Бомбежка закончилась быстро, звуки моторов и трескотня воздушного боя исчезли так же внезапно, как возникли. Площадь вновь ожила. Появились пожарные машины, санитарные фургоны.

Я вернулся, но убедившись, что беда миновала нас, опять направился в город. Шел пешком, хотелось посмотреть, послушать. Действительно, город напрягся для боя. Иногда улицу пересекали ежи, опутанные колючей проволокой, баррикады, выложенные из мешков с землей. Висели аэростаты воздушного заграждения. Суровая деловитость отличала жизнь города. Возле домов стояли небольшие группы людей - в основном женщины и молодёжь, с противогазными сумками на боку.
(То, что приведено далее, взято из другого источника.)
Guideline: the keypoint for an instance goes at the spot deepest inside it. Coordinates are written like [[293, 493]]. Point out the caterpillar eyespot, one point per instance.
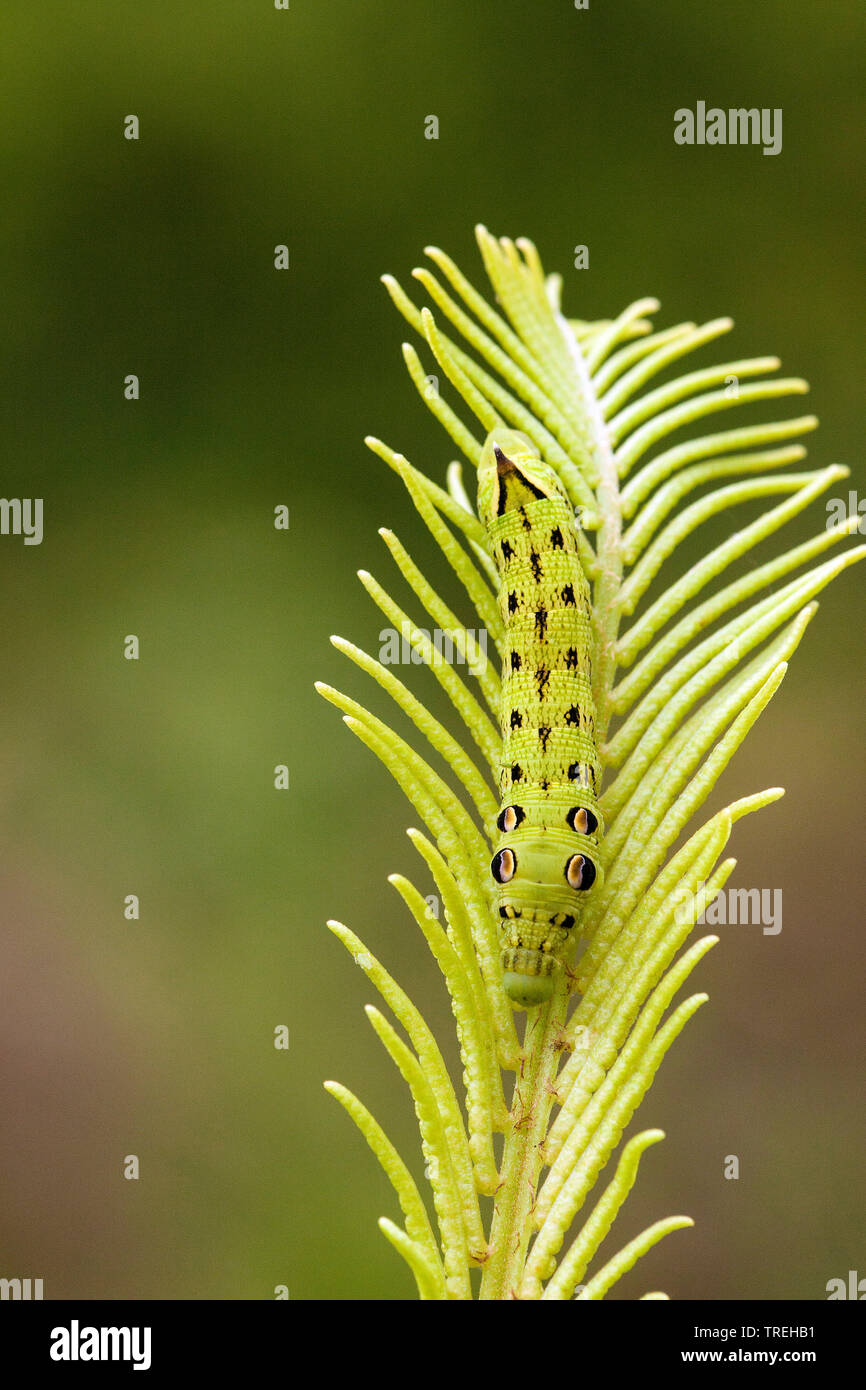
[[580, 872], [546, 715], [503, 865], [509, 818], [581, 819]]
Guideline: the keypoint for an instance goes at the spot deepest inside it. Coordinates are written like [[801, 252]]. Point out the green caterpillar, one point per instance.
[[549, 766]]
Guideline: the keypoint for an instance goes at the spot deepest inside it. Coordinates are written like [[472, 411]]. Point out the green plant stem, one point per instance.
[[521, 1162]]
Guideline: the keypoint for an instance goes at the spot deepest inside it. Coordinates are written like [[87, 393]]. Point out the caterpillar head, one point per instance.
[[512, 474], [542, 870]]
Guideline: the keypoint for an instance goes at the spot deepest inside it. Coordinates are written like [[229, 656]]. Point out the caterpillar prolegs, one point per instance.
[[548, 767]]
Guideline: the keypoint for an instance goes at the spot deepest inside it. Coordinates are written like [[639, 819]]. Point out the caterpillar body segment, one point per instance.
[[549, 772]]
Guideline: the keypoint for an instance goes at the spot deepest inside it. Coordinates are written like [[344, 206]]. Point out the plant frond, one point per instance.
[[679, 679]]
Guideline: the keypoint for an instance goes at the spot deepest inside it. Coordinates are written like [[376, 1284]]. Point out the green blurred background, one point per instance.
[[306, 127]]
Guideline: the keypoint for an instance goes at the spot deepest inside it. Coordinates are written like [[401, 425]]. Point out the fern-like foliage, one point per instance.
[[677, 688]]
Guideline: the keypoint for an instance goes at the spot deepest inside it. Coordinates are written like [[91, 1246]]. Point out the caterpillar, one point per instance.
[[549, 769]]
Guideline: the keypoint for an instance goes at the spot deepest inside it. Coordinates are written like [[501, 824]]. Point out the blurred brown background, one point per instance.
[[154, 1037]]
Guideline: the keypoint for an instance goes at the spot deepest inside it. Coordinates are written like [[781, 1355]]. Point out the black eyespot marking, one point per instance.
[[503, 865], [509, 818], [580, 872], [583, 820]]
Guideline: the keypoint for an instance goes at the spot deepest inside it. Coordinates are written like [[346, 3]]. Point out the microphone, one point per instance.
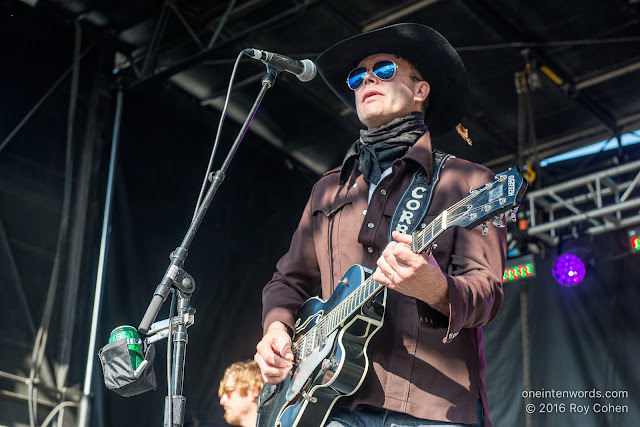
[[304, 70]]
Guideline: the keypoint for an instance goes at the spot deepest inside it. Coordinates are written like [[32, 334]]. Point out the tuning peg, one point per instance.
[[431, 248]]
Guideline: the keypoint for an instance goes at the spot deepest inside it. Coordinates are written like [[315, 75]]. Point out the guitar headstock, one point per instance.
[[504, 193]]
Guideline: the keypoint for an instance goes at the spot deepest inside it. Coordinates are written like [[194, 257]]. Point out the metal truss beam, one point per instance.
[[485, 11], [593, 204]]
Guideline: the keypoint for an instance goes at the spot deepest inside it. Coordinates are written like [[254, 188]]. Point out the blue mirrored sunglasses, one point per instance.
[[384, 70]]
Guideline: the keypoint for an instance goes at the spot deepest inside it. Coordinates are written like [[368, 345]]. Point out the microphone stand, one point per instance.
[[178, 279]]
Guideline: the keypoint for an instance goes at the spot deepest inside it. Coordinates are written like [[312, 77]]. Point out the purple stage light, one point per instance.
[[568, 270]]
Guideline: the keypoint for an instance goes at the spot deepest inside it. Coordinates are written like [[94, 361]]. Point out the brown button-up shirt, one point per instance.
[[435, 374]]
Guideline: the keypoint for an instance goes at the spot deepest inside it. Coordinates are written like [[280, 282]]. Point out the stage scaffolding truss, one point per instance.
[[593, 204]]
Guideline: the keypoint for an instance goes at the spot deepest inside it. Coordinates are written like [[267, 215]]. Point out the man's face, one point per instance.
[[380, 101], [238, 407]]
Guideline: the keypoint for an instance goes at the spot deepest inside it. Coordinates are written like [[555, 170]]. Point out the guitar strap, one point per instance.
[[415, 201]]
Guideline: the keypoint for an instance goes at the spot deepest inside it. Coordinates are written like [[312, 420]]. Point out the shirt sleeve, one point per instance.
[[474, 277], [297, 276]]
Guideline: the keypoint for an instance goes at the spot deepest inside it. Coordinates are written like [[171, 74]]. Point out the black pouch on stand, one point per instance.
[[118, 373]]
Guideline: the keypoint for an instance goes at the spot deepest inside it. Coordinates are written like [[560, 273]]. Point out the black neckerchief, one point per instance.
[[378, 148]]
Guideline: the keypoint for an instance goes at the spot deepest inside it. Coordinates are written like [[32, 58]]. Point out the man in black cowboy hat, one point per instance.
[[426, 362]]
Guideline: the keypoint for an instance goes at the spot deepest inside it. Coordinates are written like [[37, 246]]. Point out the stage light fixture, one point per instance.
[[569, 270], [519, 268]]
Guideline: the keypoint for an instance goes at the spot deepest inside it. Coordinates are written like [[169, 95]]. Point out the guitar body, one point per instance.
[[334, 369], [331, 337]]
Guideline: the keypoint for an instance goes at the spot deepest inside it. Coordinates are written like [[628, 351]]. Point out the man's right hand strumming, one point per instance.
[[273, 354]]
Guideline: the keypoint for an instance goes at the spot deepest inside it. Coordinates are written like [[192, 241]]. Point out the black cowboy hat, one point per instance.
[[431, 54]]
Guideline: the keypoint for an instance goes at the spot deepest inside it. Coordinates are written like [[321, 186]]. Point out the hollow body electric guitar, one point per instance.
[[331, 337]]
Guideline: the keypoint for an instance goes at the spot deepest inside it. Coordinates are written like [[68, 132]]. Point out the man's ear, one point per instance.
[[421, 92]]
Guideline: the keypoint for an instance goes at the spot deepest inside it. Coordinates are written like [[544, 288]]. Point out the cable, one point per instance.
[[55, 410], [218, 133], [40, 344], [41, 101], [170, 358]]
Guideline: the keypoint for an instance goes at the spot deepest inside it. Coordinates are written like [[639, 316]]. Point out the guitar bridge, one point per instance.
[[308, 398]]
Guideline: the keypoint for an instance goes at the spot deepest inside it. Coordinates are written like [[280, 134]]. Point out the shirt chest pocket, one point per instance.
[[336, 239]]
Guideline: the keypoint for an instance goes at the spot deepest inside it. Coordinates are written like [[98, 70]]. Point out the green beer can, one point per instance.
[[134, 342]]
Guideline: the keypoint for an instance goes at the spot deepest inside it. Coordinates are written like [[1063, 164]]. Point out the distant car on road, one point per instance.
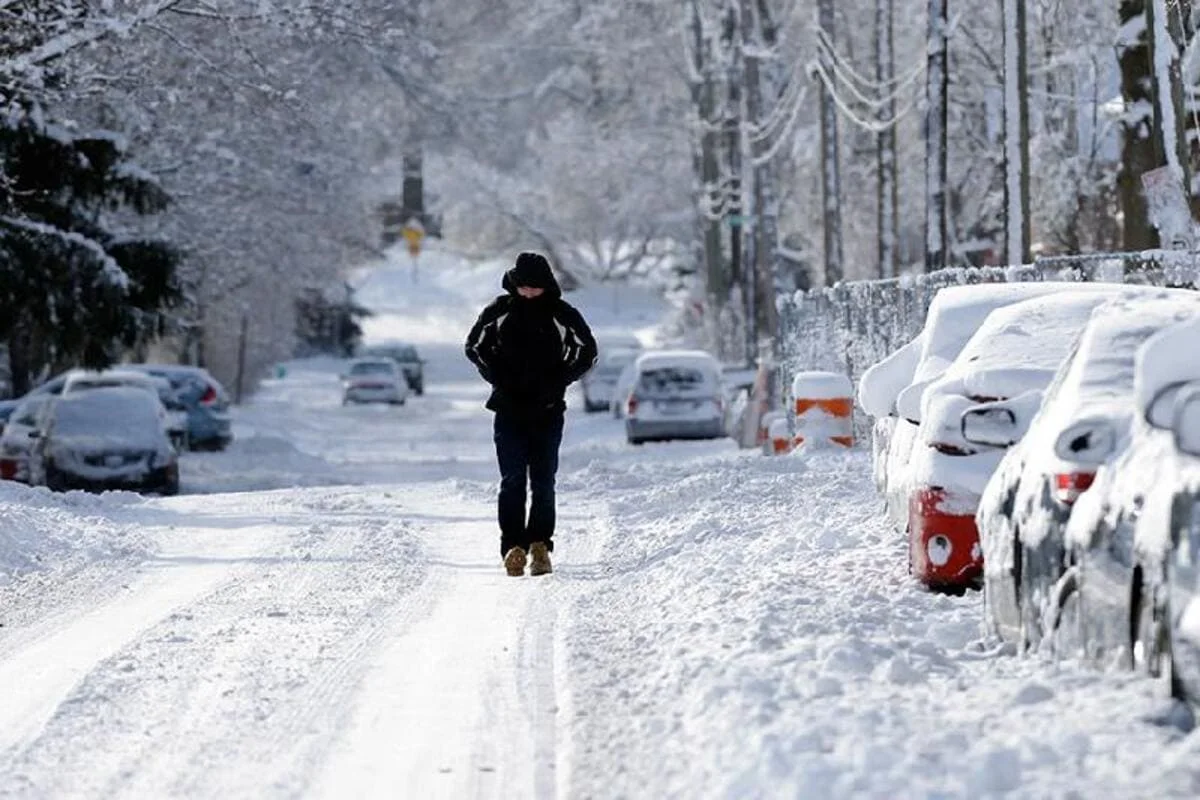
[[373, 380], [406, 355], [600, 383], [676, 395], [108, 438], [202, 397], [174, 415]]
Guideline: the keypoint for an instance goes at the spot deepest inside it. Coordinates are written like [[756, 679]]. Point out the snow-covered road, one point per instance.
[[325, 615]]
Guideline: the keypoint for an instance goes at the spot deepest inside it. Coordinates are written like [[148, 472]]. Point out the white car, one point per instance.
[[173, 414], [676, 395], [16, 443], [891, 391], [102, 439], [375, 380], [1011, 359], [1081, 428]]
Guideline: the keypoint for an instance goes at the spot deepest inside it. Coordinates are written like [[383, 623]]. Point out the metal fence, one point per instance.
[[852, 325]]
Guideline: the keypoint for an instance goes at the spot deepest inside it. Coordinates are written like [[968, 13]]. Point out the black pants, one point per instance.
[[528, 455]]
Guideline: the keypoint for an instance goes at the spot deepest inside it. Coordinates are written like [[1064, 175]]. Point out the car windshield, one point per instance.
[[27, 413], [371, 368], [125, 414], [671, 380]]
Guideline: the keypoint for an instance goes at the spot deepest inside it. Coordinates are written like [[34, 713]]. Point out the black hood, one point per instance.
[[532, 270]]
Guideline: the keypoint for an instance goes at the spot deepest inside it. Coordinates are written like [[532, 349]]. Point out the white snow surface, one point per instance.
[[325, 615]]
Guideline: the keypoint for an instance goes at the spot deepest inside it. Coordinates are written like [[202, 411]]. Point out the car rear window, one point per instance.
[[371, 368], [672, 380], [103, 411]]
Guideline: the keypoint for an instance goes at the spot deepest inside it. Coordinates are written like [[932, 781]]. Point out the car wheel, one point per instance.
[[1066, 615], [1151, 647]]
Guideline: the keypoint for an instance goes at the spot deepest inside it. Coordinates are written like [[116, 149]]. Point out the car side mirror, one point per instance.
[[1187, 422], [909, 402], [1090, 441], [1161, 410], [994, 426]]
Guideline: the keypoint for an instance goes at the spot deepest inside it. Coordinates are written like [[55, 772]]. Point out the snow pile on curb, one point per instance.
[[45, 531], [759, 612]]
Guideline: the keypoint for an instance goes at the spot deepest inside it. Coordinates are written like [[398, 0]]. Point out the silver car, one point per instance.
[[375, 380]]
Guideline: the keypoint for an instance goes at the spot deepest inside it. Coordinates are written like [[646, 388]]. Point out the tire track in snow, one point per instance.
[[240, 691]]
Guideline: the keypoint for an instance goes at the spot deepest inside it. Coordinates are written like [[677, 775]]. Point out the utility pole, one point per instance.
[[831, 184], [1017, 134], [887, 203], [936, 98], [709, 199]]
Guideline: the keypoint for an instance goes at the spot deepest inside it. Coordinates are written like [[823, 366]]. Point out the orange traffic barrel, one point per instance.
[[825, 408]]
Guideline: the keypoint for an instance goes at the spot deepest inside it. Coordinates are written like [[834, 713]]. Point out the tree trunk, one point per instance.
[[936, 96], [762, 79], [19, 359], [887, 202], [1138, 145], [707, 166], [829, 173], [733, 151], [1017, 134]]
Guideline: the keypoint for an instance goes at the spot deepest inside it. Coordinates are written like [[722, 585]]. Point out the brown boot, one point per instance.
[[540, 559], [514, 561]]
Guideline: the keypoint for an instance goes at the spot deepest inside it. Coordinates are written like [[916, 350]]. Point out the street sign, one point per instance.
[[414, 234]]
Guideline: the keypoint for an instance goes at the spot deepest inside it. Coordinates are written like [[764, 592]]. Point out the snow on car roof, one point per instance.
[[1020, 347], [1167, 358], [958, 312]]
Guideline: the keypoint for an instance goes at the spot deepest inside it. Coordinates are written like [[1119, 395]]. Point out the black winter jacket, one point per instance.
[[531, 349]]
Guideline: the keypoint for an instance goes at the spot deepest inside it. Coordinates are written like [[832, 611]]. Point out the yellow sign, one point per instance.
[[414, 234]]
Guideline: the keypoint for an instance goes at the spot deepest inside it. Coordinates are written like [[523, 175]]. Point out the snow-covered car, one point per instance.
[[677, 395], [375, 380], [1120, 533], [892, 390], [599, 384], [174, 415], [1013, 355], [622, 390], [1165, 581], [16, 441], [201, 397], [107, 438], [52, 386], [1083, 426], [406, 355]]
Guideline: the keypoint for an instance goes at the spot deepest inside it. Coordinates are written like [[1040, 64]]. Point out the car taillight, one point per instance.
[[952, 450], [1068, 486]]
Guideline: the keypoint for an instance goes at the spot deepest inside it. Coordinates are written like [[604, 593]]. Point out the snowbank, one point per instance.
[[755, 633], [41, 531]]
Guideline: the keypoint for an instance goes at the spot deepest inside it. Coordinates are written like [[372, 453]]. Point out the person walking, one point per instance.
[[529, 344]]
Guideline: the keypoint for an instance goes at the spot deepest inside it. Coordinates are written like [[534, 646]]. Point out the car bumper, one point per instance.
[[156, 480], [643, 429], [375, 395], [945, 551]]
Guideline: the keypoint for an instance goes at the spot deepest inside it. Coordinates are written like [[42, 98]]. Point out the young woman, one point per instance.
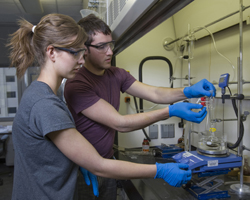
[[48, 148]]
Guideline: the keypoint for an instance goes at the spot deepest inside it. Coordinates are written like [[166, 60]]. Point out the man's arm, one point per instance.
[[104, 113], [161, 95]]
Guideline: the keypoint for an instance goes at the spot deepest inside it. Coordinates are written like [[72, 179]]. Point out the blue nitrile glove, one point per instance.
[[88, 176], [200, 89], [184, 111], [173, 174]]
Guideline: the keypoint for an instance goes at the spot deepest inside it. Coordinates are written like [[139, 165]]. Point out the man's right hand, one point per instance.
[[184, 111], [173, 173]]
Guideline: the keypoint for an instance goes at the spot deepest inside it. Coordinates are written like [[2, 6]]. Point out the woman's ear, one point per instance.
[[51, 53]]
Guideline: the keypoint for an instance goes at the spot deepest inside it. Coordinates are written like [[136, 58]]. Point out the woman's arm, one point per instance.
[[73, 145]]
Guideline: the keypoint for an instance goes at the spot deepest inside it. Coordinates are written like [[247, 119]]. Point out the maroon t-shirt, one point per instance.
[[84, 91]]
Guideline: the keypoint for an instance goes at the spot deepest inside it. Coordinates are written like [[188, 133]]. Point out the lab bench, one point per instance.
[[154, 189]]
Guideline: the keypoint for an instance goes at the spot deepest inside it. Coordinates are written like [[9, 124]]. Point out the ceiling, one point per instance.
[[11, 10]]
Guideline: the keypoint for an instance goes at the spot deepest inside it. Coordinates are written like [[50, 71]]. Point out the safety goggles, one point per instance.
[[77, 54], [103, 48]]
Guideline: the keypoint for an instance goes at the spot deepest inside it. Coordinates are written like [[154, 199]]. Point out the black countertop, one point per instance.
[[153, 189]]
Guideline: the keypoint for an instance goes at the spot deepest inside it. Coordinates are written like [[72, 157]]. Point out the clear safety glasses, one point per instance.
[[77, 54], [103, 48]]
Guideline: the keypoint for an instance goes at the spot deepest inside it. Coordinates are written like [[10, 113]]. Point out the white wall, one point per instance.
[[207, 63]]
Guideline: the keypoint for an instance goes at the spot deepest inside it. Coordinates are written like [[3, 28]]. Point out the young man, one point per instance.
[[93, 97]]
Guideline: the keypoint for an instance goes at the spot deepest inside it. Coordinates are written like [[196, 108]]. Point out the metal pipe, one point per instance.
[[240, 78], [212, 23]]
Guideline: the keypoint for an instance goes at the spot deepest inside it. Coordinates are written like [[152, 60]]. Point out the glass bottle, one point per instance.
[[145, 145]]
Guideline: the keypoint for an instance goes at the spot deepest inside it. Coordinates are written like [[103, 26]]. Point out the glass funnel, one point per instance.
[[211, 141]]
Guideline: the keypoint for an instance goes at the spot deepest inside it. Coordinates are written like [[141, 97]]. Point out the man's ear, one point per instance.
[[51, 53]]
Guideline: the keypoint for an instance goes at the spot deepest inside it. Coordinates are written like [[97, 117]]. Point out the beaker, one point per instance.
[[212, 141]]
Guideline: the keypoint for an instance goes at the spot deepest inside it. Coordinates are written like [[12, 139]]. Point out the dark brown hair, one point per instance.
[[27, 46], [92, 25]]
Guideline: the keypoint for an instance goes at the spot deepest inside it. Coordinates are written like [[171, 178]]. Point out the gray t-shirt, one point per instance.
[[41, 170]]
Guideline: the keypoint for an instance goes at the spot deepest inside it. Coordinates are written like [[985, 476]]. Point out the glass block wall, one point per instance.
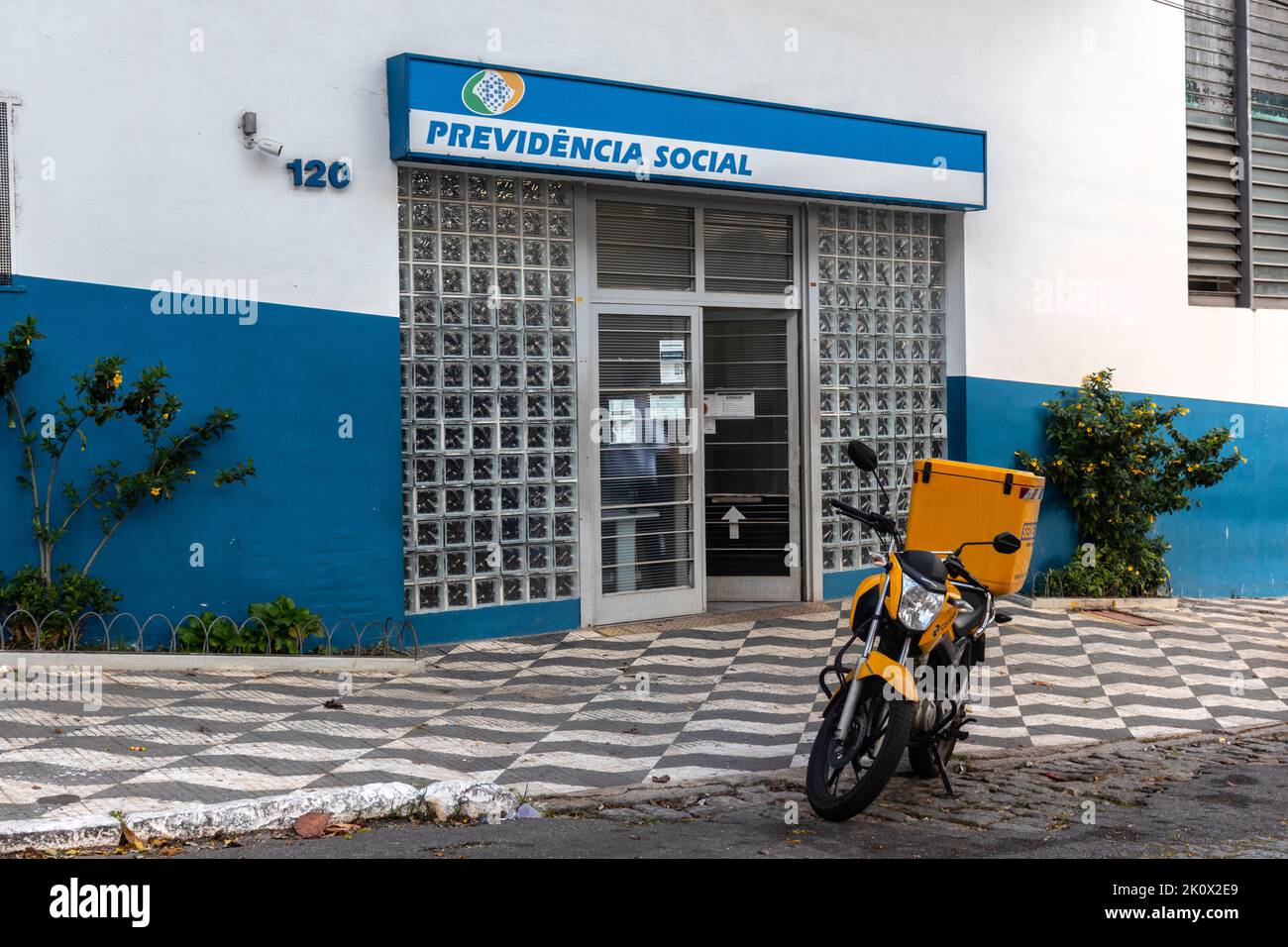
[[881, 360], [488, 382]]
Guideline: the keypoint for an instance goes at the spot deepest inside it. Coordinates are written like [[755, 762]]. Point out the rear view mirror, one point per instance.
[[862, 457], [1006, 543]]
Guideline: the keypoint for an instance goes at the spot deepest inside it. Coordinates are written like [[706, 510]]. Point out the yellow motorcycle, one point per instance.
[[922, 603]]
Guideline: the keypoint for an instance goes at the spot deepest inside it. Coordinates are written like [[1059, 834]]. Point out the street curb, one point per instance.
[[791, 780], [166, 661], [476, 801]]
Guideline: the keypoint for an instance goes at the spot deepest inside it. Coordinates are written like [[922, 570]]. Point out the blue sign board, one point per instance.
[[462, 112]]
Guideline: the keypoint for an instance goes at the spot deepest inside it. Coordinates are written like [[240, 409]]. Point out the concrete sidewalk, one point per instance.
[[728, 694]]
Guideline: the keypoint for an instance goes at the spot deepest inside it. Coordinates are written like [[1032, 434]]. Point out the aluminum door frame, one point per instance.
[[656, 603], [771, 587]]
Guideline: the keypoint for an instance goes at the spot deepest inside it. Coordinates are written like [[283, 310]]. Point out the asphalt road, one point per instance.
[[1211, 797]]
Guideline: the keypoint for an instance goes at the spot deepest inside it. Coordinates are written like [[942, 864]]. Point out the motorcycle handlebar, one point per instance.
[[875, 519]]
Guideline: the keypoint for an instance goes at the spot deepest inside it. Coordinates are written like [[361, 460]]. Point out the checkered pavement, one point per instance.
[[724, 694]]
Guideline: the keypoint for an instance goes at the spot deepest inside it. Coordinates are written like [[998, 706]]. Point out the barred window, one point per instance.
[[1236, 151], [5, 200], [1212, 154]]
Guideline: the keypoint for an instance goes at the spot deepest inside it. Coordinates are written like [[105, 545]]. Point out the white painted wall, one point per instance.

Это после бомбежки покидали свои посты на крышах дежурные смены добровольных дружин. Их задача - сбрасывать и тушить зажигательные бомбы. Другие дежурят в подъездах, у входа в бомбоубежище. Теперь они сошлись и возбужденно обсуждали детали только что затихшего воздушного нападения.

- И часто бомбят? - спросил я, подойдя к одной из таких групп.

Ответили не сразу. Замолчали, обернулись, изучающе разглядывая.

- А вы кто такой будете? - подозрительно спросила сухонькая, решительного вида женщина лет пятидесяти.

Пришлось объяснять.

Глядя на этих женщин и девушек, я вспомнил Нилу. В Ростове-на-Дону она вот так же забиралась на крышу, дежурила на улицах. И так же подозрительно оглядывала прохожих. Чувство повышенной бдительности было присуще всем - по радио, через газеты постоянно напоминали: не доверяться незнакомым. Однажды Нилу остановил милиционер, назвал улицу и спросил, как ее отыскать. Едва отошел, она побежала за патрулем.

- Конечно, подозрительно, когда милиционер спрашивает улицу, оправдывалась, рассказывая мне, что задержанный оказался нашим. И с возмущением привела еще один повод, который он дал для подозрений: Представляешь, война, а от него одеколоном пахнет!..

Где она сейчас? Как доехала? И доехала ли?

Круговая оборона

Самое страшное - это когда зенитка не стреляет. Если она бьет - тут уже спокойнее, потому что видишь: бьет и не попадает, Можно увернуться от черных хлопьев.

Но когда зенитка не стреляет и ты знаешь, что она есть, что прилипчиво следит своим стволом, и представляешь, как наводчик старается поймать тебя в прицел, а может быть, уже вцепился в самолет перекрестием - скверно в такие мгновения на душе!

И вот зенитка выстрелила. Блеснуло внизу и блеснуло рядом. Сквозь рев мотора чуть послышался звук, будто швырнули горстью гороха.

Еще неясно, что произошло, сбит или не сбит, поврежден или не поврежден, выведешь машину из пике или она уже не послушается - об этом просто не успеваешь подумать, потому что как раз время нажимать на гашетку. Длинная светящаяся нить пульсирует вниз, обрывается в стоящем на поле "юнкерсе".

Выходим из пике и идем друг за другом, образуя большой круг. Сейчас должны появиться вражеские истребители - надо занять круговую оборону.

Возможности техники диктуют тактику. ЛаГГ-3 уступает "мессерам" и в скорости, и в маневре. Единоборство удается только опытным летчикам. Но таких мало. Большие потери. Все время поступает молодежь. Неопытные. Кто-то подал идею: а не выгоднее ли бить фашистские бомбардировщики на аэродромах? Защищаться же от истребителей нередко приходится "в кругу". Крутясь в нем, подстраховываем друг друга, медленно оттягиваясь к территории, занятой своими.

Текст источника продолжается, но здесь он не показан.